4’ncü katta: burası sürekli sergi katıdır.
Milli Mücadelenin 100.Yılında İstiklal sergisi bulunuyor, sergi yıl sonuna kadar ziyaret edilebilir. Sergi; yani “İstiklal” başlıklı sergide: Türk milletinin verdiği mücadeleyi bine yakın belge, fotoğraf, film ve objeyle anlatıyor.
Ziyaretçiler, yüzyıllık bir tarihi yolculuğa çıkıyorlar.
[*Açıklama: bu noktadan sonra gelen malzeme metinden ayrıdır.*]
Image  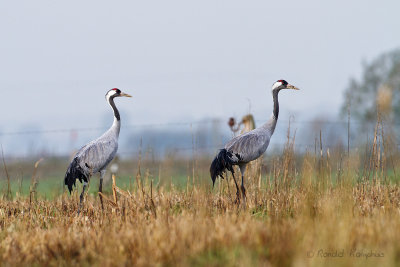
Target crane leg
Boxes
[99,170,106,213]
[78,182,87,214]
[232,172,240,204]
[239,165,246,208]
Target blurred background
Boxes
[0,0,400,196]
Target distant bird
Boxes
[64,88,131,212]
[210,80,299,203]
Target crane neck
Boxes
[108,97,121,121]
[263,89,279,135]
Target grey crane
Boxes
[64,88,131,213]
[210,80,299,205]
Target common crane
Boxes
[64,88,131,213]
[210,80,299,205]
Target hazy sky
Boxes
[0,0,400,155]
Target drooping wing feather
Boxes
[75,138,118,176]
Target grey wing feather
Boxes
[225,129,270,163]
[75,139,118,176]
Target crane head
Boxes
[106,88,132,99]
[272,80,300,91]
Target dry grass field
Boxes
[0,126,400,266]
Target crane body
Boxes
[64,88,131,213]
[210,80,299,204]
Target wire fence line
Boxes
[0,118,394,158]
[0,119,384,136]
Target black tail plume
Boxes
[64,158,88,194]
[210,148,235,186]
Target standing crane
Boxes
[210,80,299,205]
[64,88,131,213]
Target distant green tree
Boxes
[341,49,400,123]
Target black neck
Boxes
[108,97,121,121]
[272,90,279,120]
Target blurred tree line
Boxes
[341,49,400,125]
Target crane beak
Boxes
[119,93,132,97]
[286,84,300,90]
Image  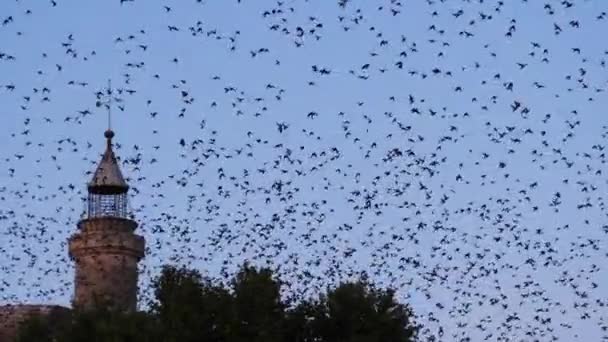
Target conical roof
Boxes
[88,130,129,194]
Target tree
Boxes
[18,264,417,342]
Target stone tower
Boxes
[69,129,145,311]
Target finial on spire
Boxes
[108,79,113,131]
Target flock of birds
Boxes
[0,0,608,341]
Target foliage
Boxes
[18,264,417,342]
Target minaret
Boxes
[69,129,145,312]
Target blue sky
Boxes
[0,0,608,341]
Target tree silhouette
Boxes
[17,264,418,342]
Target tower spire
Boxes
[69,114,145,311]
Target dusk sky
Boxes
[0,0,608,341]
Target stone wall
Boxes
[0,304,69,342]
[69,217,145,311]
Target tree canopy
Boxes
[17,264,418,342]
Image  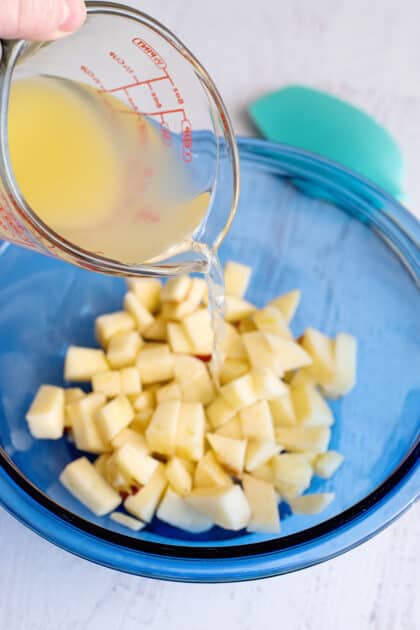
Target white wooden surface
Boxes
[0,0,420,630]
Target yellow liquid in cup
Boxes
[9,77,209,264]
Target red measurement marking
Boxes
[160,117,172,147]
[195,354,211,363]
[80,66,106,92]
[172,82,185,105]
[181,119,192,162]
[134,207,160,224]
[124,90,140,114]
[131,37,166,68]
[149,85,162,109]
[105,75,167,94]
[109,50,139,81]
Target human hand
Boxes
[0,0,86,41]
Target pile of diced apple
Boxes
[26,262,356,533]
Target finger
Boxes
[0,0,86,41]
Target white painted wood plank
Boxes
[0,0,420,630]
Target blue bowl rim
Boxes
[0,138,420,581]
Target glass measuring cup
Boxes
[0,2,239,276]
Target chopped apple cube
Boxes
[290,385,334,427]
[26,385,64,440]
[206,396,236,429]
[64,346,109,381]
[146,400,181,455]
[270,289,301,324]
[194,451,233,488]
[120,367,141,396]
[64,387,86,429]
[289,492,335,514]
[178,457,196,477]
[130,409,154,433]
[113,442,159,486]
[314,451,344,479]
[93,453,111,479]
[186,485,251,531]
[323,333,357,398]
[272,453,312,494]
[156,381,182,404]
[222,322,247,361]
[224,262,252,298]
[219,359,251,385]
[252,368,287,400]
[239,400,275,442]
[238,315,257,335]
[174,354,214,405]
[268,389,296,427]
[160,274,191,302]
[220,374,258,412]
[92,370,121,398]
[106,330,143,369]
[225,295,256,322]
[127,278,162,313]
[133,390,156,411]
[95,311,135,348]
[64,387,86,405]
[111,428,148,453]
[96,396,134,442]
[165,457,192,496]
[109,512,146,532]
[124,464,168,523]
[245,439,280,472]
[216,416,244,440]
[300,451,323,468]
[242,330,283,376]
[252,306,293,339]
[124,291,154,333]
[275,426,331,453]
[143,317,168,341]
[288,365,317,385]
[156,488,213,534]
[60,457,121,516]
[242,475,280,534]
[168,322,194,354]
[176,402,206,462]
[105,453,132,496]
[136,345,174,384]
[265,333,312,372]
[251,459,275,484]
[207,433,246,475]
[67,393,110,453]
[182,309,213,355]
[300,328,334,385]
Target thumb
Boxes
[0,0,86,41]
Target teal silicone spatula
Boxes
[249,86,403,198]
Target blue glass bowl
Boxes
[0,139,420,582]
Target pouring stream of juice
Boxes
[9,77,224,374]
[9,77,209,264]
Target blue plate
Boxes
[0,139,420,582]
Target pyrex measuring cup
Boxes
[0,2,239,276]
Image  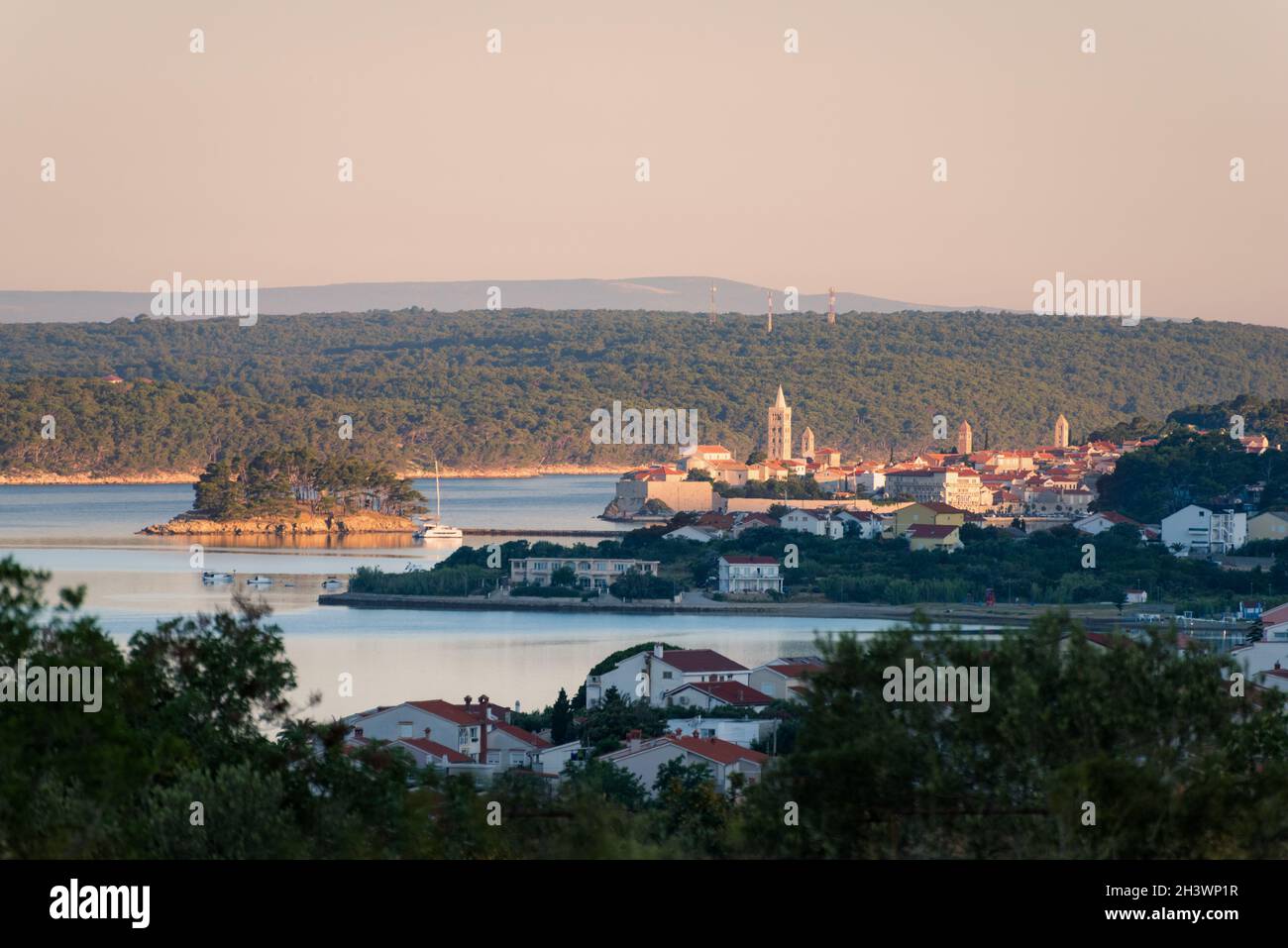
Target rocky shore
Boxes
[139,510,416,536]
[0,463,631,485]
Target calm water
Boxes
[0,476,883,716]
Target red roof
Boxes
[393,737,471,764]
[667,682,773,704]
[667,734,769,764]
[909,523,957,540]
[662,648,747,673]
[492,721,554,748]
[407,699,480,724]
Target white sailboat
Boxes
[416,460,465,540]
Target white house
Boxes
[344,694,550,771]
[666,715,778,747]
[720,555,783,592]
[780,507,845,540]
[1163,503,1248,557]
[587,644,751,708]
[599,732,769,796]
[836,510,894,540]
[666,682,773,711]
[748,658,823,700]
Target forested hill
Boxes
[0,310,1288,474]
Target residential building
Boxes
[510,557,660,588]
[587,644,751,707]
[885,467,993,513]
[1163,503,1248,557]
[905,523,962,553]
[780,507,845,540]
[720,555,783,592]
[666,715,778,747]
[344,694,550,771]
[750,658,823,702]
[666,682,773,711]
[1248,510,1288,540]
[836,510,894,540]
[599,732,769,796]
[894,501,966,537]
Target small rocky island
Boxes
[139,450,425,536]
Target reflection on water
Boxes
[0,476,881,717]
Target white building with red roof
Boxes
[344,694,550,769]
[666,682,774,711]
[720,554,783,592]
[748,656,823,700]
[587,644,751,708]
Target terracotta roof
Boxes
[667,734,769,764]
[917,500,966,514]
[662,651,752,673]
[765,662,823,678]
[909,523,957,540]
[492,721,554,748]
[667,682,773,704]
[406,699,480,724]
[391,737,471,764]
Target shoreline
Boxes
[0,464,630,487]
[318,592,1205,631]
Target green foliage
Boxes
[0,310,1288,474]
[1096,429,1288,523]
[193,450,425,519]
[349,562,501,596]
[746,614,1288,859]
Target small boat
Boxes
[415,461,465,540]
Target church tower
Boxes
[1055,415,1069,448]
[765,385,793,461]
[802,428,814,461]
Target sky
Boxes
[0,0,1288,326]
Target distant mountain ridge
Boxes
[0,274,1001,323]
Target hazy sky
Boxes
[0,0,1288,325]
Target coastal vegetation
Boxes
[1096,427,1288,523]
[0,559,1288,859]
[349,518,1288,614]
[0,310,1288,475]
[192,450,425,520]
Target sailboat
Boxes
[416,460,465,540]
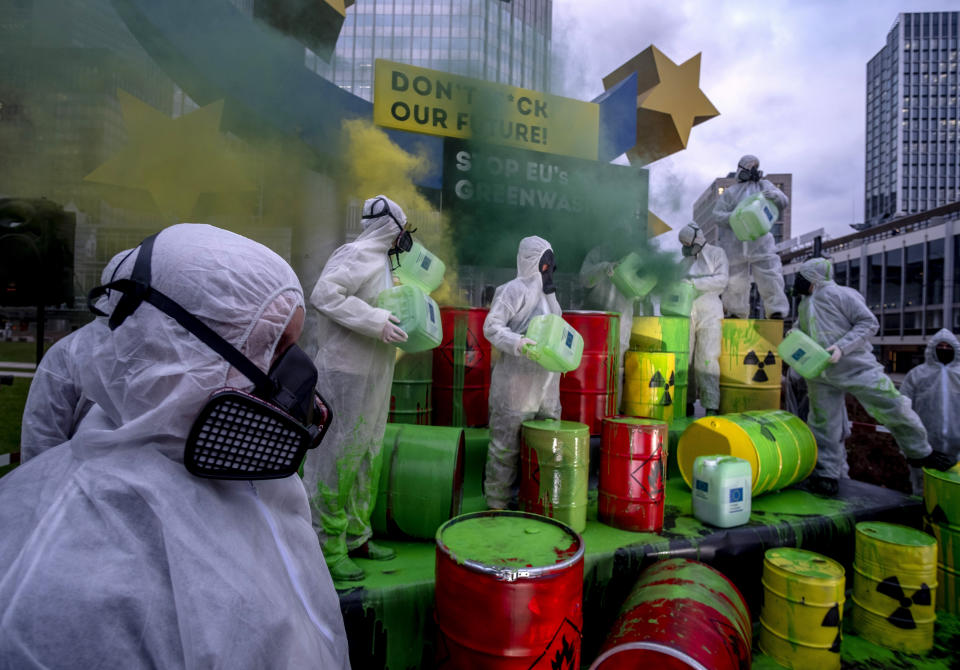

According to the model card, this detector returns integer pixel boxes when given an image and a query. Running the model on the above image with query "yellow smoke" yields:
[341,119,463,305]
Türkiye Cumhuriyetinin kurucusu Gazi Mustafa Kemal Atatürk’ü, silah arkadaşlarını, Milli Mücadelenin isimsiz kahramanları olan Anadolu insanını bir kez daha saygı ve minnetle anmak üzere hazırlanan sergiler: On yıllık savaş, Mütareke ve işgal, Direniş ve Kuvayı Milliye, Düzenli ordu ve sathı müdafaa, Hukuk ve Taarruz, İstiklal ve cumhuriyet olmak üzer 6 bölümde bilgi ve belgeleri ziyaretçilere aktarıyor.
Sergilerde savaşa dair askeri objeler, o dönem kaleme alınmış günlükler, notlar, savaş sırasında hazırlanmış ve savaşın seyrini belirleyen haritalarla cephelerde komuta kademeleri arasındaki emirler görülebilir. Ayrıca sergideki projeksiyonlarda, Milli Mücadele dönemine ait çok sayıda tarihi görüntü izlenebilir.
Sonuç, evet gayet güzel, muhteşem güzel bir müze, ulaşım kolay, ulaşım rahat, ücretsiz, mutlaka zaman ayırın ve gidin, gerçekten bambaşka bir aleme gireceksiniz.